Intracranial hypertension is a serious medical condition that needs careful tests to confirm it, find any causes, and start the right treatment. Doctors use a mix of medical history, physical exams, eye checks, brain scans, and spinal fluid tests to diagnose it. Quick and accurate diagnosis helps prevent complications, especially permanent vision loss and brain damage.
Medical History and Symptoms
The first step is to take a detailed medical history. The doctor asks about symptoms like ongoing headaches, vision problems, nausea, ringing in the ears, or changes in thinking. They want to know if symptoms started suddenly or slowly, how long they last, and if they get worse at certain times or positions. The doctor also asks about risk factors such as obesity, recent weight gain, pregnancy, or use of medicines that can raise pressure, like tetracyclines, retinoids, or hormone treatments.

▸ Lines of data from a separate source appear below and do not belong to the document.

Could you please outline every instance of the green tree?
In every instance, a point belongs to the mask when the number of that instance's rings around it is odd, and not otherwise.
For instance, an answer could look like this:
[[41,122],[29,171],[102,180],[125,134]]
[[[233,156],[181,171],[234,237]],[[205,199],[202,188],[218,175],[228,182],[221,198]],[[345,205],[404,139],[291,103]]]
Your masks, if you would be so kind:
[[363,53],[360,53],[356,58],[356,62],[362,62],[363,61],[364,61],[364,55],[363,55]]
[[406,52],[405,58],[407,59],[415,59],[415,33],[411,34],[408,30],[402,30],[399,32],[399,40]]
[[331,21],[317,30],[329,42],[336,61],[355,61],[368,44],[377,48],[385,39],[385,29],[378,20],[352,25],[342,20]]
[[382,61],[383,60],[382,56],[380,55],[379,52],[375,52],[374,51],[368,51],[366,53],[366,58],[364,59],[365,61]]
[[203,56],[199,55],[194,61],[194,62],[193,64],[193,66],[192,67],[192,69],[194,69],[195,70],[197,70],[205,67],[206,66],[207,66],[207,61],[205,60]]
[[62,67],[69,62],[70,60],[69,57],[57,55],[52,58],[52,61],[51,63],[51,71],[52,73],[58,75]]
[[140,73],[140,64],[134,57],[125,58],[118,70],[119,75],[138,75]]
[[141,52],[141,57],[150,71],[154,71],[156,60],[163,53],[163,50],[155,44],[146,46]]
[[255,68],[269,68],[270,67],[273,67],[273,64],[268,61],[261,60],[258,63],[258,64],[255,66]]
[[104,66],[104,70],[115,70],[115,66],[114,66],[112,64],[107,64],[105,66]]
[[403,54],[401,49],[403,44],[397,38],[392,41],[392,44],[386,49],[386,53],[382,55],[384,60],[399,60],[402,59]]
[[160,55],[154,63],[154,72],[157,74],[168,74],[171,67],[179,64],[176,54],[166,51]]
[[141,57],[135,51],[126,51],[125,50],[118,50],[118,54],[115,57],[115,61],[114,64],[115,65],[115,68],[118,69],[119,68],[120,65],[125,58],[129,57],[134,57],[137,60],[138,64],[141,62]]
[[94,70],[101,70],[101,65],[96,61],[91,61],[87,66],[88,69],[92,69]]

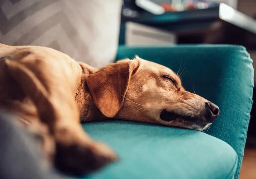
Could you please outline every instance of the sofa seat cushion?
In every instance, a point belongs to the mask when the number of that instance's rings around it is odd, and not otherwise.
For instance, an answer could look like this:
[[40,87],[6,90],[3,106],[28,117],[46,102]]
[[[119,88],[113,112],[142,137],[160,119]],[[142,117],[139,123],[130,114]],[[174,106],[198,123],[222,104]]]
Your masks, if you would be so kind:
[[120,160],[83,178],[233,178],[237,157],[230,145],[198,131],[124,121],[84,123]]

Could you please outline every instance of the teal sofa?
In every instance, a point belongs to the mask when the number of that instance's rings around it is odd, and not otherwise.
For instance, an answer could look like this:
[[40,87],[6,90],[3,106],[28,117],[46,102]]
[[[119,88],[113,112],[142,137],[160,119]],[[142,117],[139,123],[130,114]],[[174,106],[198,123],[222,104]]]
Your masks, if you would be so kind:
[[140,57],[177,72],[187,90],[220,108],[204,132],[124,121],[85,123],[107,144],[118,162],[83,178],[237,179],[252,103],[252,61],[243,47],[225,45],[120,46],[116,58]]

Physical and Neurological Exam
Next, the doctor performs a thorough physical and neurological exam. They look for signs of high pressure, especially swelling of the optic disc called papilloedema. This is the most reliable sign of raised intracranial pressure. Doctors use an ophthalmoscope to check for it. If papilloedema is found, it strongly suggests intracranial hypertension. They also check for nerve problems such as sixth cranial nerve palsy, which causes double vision, abnormal eye movements, or lowered consciousness. These signs may show the condition is severe or worsening fast.
Brain Imaging Tests
Many symptoms of intracranial hypertension can be caused by other problems like brain tumors, migraines, infections, or blood vessel issues. Therefore, brain imaging is very important. MRI scans are usually the first test. MRI can rule out tumors, hydrocephalus, blood clots, or birth defects. It may also show subtle signs of idiopathic intracranial hypertension, such as flattening of the back of the eye, swelling of optic nerve sheaths, empty sella, or narrowing of venous sinuses.

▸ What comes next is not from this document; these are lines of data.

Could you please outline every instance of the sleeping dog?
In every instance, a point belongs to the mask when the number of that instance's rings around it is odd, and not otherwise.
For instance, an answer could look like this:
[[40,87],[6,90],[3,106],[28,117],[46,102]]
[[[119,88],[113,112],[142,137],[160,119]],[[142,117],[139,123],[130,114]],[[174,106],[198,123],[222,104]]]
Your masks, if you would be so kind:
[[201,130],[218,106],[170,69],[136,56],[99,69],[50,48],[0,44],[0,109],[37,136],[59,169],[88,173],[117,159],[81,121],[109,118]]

If blood clots in brain veins are suspected, doctors use MR venogram (MRV) or CT venogram (CTV). These scans check the veins that drain blood from the brain. Blocked veins can raise pressure and must be found and treated. Venograms provide detailed views that standard MRI or CT might miss.
Lumbar Puncture (Spinal Tap)
A key test for diagnosis is the lumbar puncture. This involves inserting a needle into the lower spine to collect cerebrospinal fluid (CSF). Doctors measure the opening pressure of CSF. In adults, pressure above 20 cm H₂O (or 25 cm H₂O in obese people) is high. The fluid is also checked for infection, bleeding, or inflammation. If the CSF is normal but pressure is high, and scans show no other cause, doctors may diagnose idiopathic intracranial hypertension (IIH).

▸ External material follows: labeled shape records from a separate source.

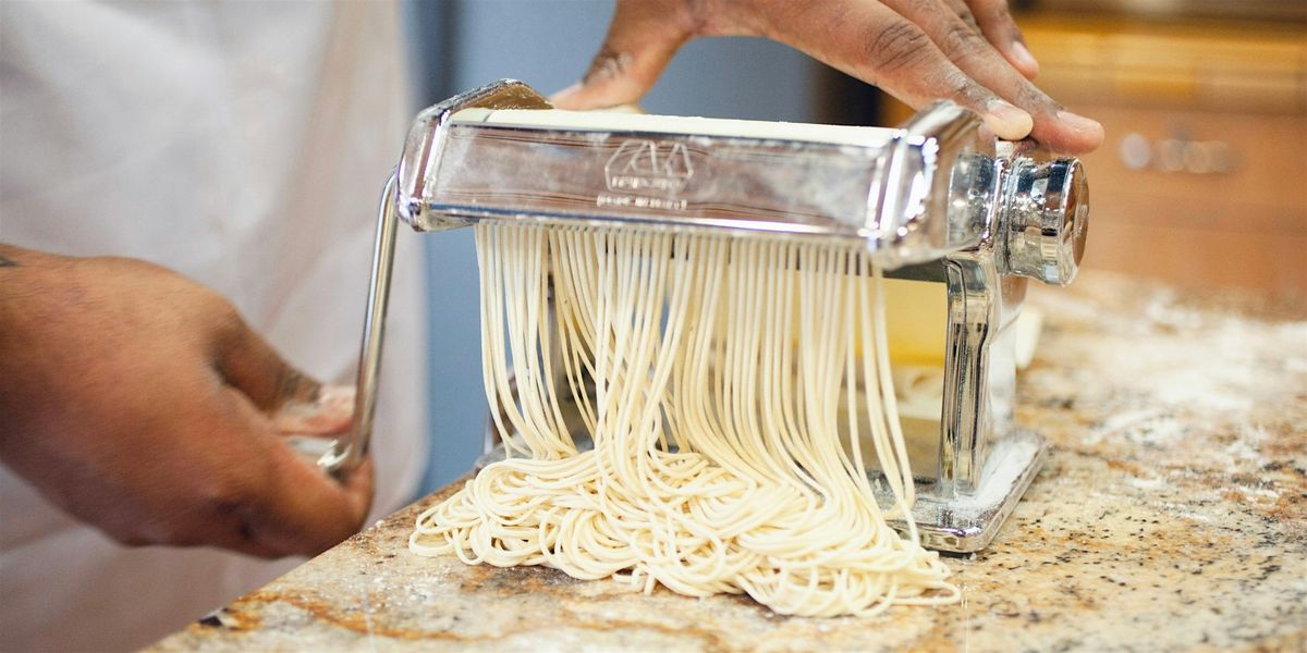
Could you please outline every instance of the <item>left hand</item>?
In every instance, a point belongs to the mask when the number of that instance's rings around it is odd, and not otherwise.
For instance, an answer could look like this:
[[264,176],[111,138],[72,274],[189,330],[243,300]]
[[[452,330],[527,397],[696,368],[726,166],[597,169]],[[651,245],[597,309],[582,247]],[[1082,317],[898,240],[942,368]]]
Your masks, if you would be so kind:
[[712,35],[786,43],[914,108],[951,99],[1000,138],[1033,137],[1072,154],[1103,142],[1102,125],[1031,84],[1039,64],[1006,0],[617,0],[589,72],[553,103],[637,102],[686,40]]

For children, the normal pressure ranges differ, and doctors consider age, weight, and other health issues when interpreting results. Children may need sedation for scans and lumbar puncture. Infants with a bulging soft spot on the head or unusually large head size might be suspected of raised pressure before testing.
Eye Exams
Patients with vision problems need thorough eye exams. Eye specialists may perform:
- Visual field tests to check peripheral vision loss
- Fundoscopy to see optic nerve swelling
- Optical coherence tomography (OCT) to measure the thickness of retinal nerve fibers
- Visual acuity tests to check sharpness of vision
These tests show how much the optic nerve is affected and help track changes over time. OCT is a non-invasive scan that can detect early swelling before symptoms appear.
Lumbar Drain Trial
Sometimes, doctors do a lumbar drain trial, where they remove some spinal fluid temporarily to see if symptoms improve. Improvement in headaches or vision after fluid removal supports the diagnosis of intracranial hypertension and helps guide treatment decisions, like shunt surgery.
Diagnostic Criteria and Differential Diagnosis
After tests, doctors classify the condition as idiopathic or secondary intracranial hypertension based on cause. Diagnosing IIH requires meeting criteria known as the modified Dandy criteria:
- Symptoms and signs of high pressure (headache, papilloedema, pulsatile tinnitus)
- No other neurological problems except possible sixth nerve palsy
- High CSF pressure with normal fluid composition
- Normal brain scans without other causes
Doctors must also rule out other conditions that look similar, such as:
- Brain tumors
- Chiari malformations
- Meningitis or encephalitis
- Chronic daily headaches or medication-overuse headaches
- Inflammation of brain blood vessels (vasculitis)
Careful evaluation ensures the right diagnosis, especially in tricky cases.
Summary
Diagnosing intracranial hypertension requires teamwork and many tests: medical history, physical exam, brain scans, lumbar puncture, and eye checks. Quick and correct diagnosis is key to guiding treatment, watching for changes, and preventing serious problems like vision loss or brain herniation. Awareness of this condition, especially in young women with idiopathic cases, leads to earlier care and better results.